2. Affluent: between US$250,000 to US$1mil

3. Lower High Net Worth (HNW): between US$1mil and US$20mil

4. Upper HNW: between US$20mil and US$100mil

5. Ultra HNW: above US$100mil

Everybody is getting richer

The US is home to the largest number of people with more than US$20mil. Globally, the classes of the ultra-rich are expected to reach 671,000 by 2022.


Meanwhile, the Middle East is the region with the greatest share of wealth held in investable assets US$3.1 trillion of a total US$3.8 trillion.
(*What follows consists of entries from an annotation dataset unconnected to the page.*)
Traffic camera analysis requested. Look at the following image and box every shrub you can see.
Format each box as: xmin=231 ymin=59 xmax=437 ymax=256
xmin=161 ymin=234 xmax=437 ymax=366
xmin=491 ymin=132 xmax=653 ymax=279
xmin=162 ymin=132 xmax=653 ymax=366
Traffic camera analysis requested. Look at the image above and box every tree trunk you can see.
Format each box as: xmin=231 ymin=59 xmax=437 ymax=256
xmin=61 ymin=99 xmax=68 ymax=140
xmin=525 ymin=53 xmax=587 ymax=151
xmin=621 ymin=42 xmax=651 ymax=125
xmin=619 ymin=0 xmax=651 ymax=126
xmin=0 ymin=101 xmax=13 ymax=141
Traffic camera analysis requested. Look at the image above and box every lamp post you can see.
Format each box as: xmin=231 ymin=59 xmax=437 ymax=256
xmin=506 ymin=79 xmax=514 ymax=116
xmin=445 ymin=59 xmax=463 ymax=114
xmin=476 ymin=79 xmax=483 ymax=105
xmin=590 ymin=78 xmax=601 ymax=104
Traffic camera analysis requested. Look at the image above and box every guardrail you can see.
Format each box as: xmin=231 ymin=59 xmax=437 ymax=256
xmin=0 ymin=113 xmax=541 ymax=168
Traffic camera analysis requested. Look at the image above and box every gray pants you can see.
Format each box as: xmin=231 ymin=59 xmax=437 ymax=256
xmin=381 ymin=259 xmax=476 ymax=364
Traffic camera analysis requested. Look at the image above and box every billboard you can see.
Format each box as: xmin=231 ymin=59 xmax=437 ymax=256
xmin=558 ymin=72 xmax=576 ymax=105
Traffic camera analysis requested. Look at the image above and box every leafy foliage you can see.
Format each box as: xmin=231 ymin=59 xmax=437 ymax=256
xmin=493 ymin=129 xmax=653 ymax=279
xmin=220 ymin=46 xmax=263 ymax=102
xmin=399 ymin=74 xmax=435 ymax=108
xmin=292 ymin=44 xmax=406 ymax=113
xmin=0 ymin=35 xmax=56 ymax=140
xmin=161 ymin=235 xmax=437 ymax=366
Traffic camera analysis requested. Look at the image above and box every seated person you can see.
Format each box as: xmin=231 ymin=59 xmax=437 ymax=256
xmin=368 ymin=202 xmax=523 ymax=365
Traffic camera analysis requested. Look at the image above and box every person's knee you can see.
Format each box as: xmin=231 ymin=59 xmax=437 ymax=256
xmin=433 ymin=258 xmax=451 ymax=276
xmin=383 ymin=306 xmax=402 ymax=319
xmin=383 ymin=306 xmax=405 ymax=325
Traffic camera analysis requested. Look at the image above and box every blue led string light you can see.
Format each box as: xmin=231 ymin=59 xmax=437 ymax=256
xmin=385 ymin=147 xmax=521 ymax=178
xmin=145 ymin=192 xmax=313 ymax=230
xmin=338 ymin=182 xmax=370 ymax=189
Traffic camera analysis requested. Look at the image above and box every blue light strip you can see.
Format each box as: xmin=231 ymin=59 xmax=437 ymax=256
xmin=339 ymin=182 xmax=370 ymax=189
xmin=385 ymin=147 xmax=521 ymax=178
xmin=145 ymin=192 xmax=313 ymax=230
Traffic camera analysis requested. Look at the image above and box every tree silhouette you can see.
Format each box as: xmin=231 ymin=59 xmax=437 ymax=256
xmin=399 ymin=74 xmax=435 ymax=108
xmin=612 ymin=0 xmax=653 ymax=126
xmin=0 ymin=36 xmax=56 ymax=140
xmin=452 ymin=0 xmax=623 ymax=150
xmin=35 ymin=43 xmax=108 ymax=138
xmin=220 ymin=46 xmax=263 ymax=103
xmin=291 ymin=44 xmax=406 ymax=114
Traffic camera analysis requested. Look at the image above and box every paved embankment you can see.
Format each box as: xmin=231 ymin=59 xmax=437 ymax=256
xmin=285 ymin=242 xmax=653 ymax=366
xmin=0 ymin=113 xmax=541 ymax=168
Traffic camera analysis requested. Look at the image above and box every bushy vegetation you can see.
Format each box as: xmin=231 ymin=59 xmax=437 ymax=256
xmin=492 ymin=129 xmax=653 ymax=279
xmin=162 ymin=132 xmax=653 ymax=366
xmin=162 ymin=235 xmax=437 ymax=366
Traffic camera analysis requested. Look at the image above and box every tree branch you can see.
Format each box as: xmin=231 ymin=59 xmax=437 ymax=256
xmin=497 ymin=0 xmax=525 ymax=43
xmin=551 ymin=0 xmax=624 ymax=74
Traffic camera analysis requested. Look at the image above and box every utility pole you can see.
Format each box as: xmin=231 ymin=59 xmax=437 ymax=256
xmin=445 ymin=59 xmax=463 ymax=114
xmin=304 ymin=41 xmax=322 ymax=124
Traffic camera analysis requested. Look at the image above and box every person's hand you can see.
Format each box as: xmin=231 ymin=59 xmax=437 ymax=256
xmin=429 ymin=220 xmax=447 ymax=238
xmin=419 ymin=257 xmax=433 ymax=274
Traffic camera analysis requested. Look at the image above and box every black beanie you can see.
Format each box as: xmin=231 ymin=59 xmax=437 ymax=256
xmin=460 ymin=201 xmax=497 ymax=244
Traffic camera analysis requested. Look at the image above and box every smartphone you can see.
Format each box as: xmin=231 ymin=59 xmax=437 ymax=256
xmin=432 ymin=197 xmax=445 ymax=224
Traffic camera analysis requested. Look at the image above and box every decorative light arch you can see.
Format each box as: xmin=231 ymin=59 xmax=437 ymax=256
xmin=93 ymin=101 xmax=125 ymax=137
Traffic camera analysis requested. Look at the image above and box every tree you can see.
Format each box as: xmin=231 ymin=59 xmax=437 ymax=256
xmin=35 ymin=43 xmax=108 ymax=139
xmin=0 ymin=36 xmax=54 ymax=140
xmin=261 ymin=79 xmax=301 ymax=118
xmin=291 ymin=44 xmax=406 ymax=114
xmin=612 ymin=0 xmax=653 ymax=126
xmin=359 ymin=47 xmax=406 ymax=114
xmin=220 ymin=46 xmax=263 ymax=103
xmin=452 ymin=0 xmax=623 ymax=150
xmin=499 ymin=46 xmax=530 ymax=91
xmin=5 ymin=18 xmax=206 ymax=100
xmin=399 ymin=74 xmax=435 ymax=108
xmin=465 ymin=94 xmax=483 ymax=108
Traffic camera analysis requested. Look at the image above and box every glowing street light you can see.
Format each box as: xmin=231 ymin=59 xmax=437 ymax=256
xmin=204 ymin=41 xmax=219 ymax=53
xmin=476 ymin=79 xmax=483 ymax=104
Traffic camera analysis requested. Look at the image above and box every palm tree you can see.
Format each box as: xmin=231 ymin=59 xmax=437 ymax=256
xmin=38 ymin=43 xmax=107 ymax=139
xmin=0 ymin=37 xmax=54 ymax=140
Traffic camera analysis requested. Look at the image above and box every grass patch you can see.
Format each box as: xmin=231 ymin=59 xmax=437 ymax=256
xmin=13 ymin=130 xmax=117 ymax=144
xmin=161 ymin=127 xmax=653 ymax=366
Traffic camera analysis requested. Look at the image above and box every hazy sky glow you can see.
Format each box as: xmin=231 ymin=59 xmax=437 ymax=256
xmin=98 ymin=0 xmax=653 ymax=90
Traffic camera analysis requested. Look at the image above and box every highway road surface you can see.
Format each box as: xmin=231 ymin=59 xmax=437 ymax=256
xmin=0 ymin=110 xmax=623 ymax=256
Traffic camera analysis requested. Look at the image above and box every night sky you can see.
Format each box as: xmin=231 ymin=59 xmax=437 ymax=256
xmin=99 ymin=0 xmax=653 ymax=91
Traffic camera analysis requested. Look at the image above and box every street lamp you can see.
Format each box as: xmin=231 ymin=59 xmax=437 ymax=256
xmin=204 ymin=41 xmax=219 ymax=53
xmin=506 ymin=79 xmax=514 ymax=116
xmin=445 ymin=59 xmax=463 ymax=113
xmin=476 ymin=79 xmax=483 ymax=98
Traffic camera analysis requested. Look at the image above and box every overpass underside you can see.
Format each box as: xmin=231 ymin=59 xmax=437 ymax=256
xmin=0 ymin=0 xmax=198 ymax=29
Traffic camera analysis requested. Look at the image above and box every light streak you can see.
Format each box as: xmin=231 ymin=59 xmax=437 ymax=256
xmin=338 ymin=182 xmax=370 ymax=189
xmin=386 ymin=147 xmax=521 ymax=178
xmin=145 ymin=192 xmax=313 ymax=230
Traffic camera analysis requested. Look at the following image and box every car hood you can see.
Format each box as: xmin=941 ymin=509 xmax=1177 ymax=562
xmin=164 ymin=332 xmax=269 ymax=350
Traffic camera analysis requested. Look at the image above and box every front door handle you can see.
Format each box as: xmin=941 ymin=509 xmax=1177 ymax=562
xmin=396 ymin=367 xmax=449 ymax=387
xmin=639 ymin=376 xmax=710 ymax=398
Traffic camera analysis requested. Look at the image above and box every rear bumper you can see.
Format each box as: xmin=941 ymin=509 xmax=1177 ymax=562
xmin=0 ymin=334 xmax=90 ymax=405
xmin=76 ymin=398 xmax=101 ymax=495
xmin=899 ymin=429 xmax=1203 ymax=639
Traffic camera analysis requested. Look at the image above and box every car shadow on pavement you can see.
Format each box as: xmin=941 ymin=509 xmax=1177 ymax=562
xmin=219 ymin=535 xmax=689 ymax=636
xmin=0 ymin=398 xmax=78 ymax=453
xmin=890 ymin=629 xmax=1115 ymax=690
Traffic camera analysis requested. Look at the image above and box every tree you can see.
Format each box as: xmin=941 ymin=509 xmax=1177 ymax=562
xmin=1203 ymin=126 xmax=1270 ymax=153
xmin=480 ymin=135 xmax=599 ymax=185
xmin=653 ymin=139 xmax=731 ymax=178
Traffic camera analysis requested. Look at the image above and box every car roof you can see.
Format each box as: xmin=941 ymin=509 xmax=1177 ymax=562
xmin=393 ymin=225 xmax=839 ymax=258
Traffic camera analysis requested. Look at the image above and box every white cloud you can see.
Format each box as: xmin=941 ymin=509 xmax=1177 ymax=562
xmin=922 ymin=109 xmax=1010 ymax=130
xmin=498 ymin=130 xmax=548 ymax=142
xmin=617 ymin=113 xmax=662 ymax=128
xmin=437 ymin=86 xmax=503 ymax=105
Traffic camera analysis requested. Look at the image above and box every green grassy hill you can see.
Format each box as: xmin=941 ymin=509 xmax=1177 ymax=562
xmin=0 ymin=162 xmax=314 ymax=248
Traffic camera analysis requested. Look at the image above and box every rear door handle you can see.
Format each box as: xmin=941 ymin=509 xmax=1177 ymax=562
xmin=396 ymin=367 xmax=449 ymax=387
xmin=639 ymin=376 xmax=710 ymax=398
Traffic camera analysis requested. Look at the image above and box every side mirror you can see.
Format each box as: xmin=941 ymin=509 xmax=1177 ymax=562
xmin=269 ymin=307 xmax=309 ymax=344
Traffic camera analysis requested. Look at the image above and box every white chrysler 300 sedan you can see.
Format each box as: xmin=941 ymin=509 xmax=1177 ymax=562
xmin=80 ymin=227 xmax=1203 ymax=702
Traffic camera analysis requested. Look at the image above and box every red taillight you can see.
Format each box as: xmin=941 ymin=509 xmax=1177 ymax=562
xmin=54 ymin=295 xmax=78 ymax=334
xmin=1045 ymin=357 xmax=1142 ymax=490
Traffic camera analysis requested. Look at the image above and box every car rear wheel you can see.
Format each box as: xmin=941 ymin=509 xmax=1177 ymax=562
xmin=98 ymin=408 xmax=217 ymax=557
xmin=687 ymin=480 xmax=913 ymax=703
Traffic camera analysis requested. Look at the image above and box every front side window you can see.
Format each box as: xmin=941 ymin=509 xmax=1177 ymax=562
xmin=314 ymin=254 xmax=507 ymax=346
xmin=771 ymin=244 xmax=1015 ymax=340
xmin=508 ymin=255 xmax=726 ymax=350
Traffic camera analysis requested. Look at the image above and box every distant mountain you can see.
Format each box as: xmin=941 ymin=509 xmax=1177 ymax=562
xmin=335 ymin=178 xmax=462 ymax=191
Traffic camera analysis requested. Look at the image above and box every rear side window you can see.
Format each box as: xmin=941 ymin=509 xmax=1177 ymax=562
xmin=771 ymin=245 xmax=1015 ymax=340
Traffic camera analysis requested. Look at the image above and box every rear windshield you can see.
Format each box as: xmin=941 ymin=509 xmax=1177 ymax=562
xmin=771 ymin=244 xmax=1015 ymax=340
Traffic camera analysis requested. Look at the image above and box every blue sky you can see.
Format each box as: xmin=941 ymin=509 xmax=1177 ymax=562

Western European residents held 56% in currency and deposits, while in North America the attention was on equities and investment funds, with 62% of US$47 trillion of investable wealth parked in those assets.

Should personal wealth creation continues at the rate of the past few years, BCG forecasts a compounded annual growth rate of about 7% from 2017 to 2022, in US dollar.

Events like stock market corrections and geopolitical uncertainties could knock that down to 4%.

In a worse-case scenario, such as a major economic crisis, global wealth might produce a compound growth rate of only 1% over five years, the study found.

BCG says opportunities abound for wealth managers seeking to increase their focus on different client segments.

For example, despite being far apart on the wealth spectrum, both the above US$20mil segment (upper HNW and ultra HNW) and the affluent segment are attractive because they represent very large wealth pools with high growth rates.

In 2017, the upper HNW and ultra HNW segments held more than US$26 trillion in investable wealth.

US residents held over 30% of this wealth, making the US easily the largest country of origin.

Other economic areas with large pools of ultra HNW investable assets include developing markets such as China (in second place), Hong Kong, India, Russia and Brazil, and developed markets such as Germany (in third place), France and Italy.

The share of wealth held by upper HNW and ultra HNW individuals varies widely aong the top 15 countries, ranging from 47% in Hong Kong to 8% in Japan.

Over the next five years, the upper HNW and ultra HNW segments wealth is likely to post the highest growth across all regions.

“Financial institutions looking to acquire and serve these segments will need to bring a broad international skill set to the table,” said BCG.

Affluent individuals


Afluent individuals is a segment whose population is burgeoning, hold a large and increasing amount of the world’s personal wealth at US$17.3 trillion or 14% of investable assets in 2017. (see chart)

This group of about 72 million people represents the growing middle class and many of its members will become the millionaires of tomorrow.

“We expect the wealth of this segment to post a compound annual growth rate (CAGR) of around 7% over the next five years, increasing its pool of wealth to nearly US$25 trillion. To successfully tap into this segment, wealth managers must have at their disposal an efficient service model and significant skill in and innovative digital technologies,” said BCG.

Entrepreneurs

The entrepreneur segment represents another attractive opportunity for wealth managers to tap into money in motion and provide needed services.

“We expect these individuals, who have equity in their own companies – recorded as unquoted equities (non-investable wealth) – to significantly increase their pool of investable assets, by liquidating some or all of their equity through sales and by earning new wealth through their entrepreneurial activities. The largest pools of entrepreneurial wealth are in the US, France, Italy and Japan.  

Asia

Personal wealth in Asia grew by 19% to US$36.5 trillion, with residents of China holding nearly 57% of that amount, and the region registered per capita wealth of US$13,000. Although the asset allocation share of equities ad investment funds has grown over the past five years (from 22% in 2012 to 31% in 2017), Asia remains a cash-and-deposit-heavy region, with 44% of personal wealth held in this asset class. We project regional wealth to grow over the next five years at a CAGR of 12%.

Meanwhile Switzerland remains the largest offshore centre, domiciling US$2.3 trillion in personal wealth in the country. The next largest booking centres are Hong Kong (US$1.1 trillion) and Singapore (US$0.9 trillion) which have grown at yearly rates of 11% and 10% respectively – more than three times the rate (3%) of Switzerland over the past five years.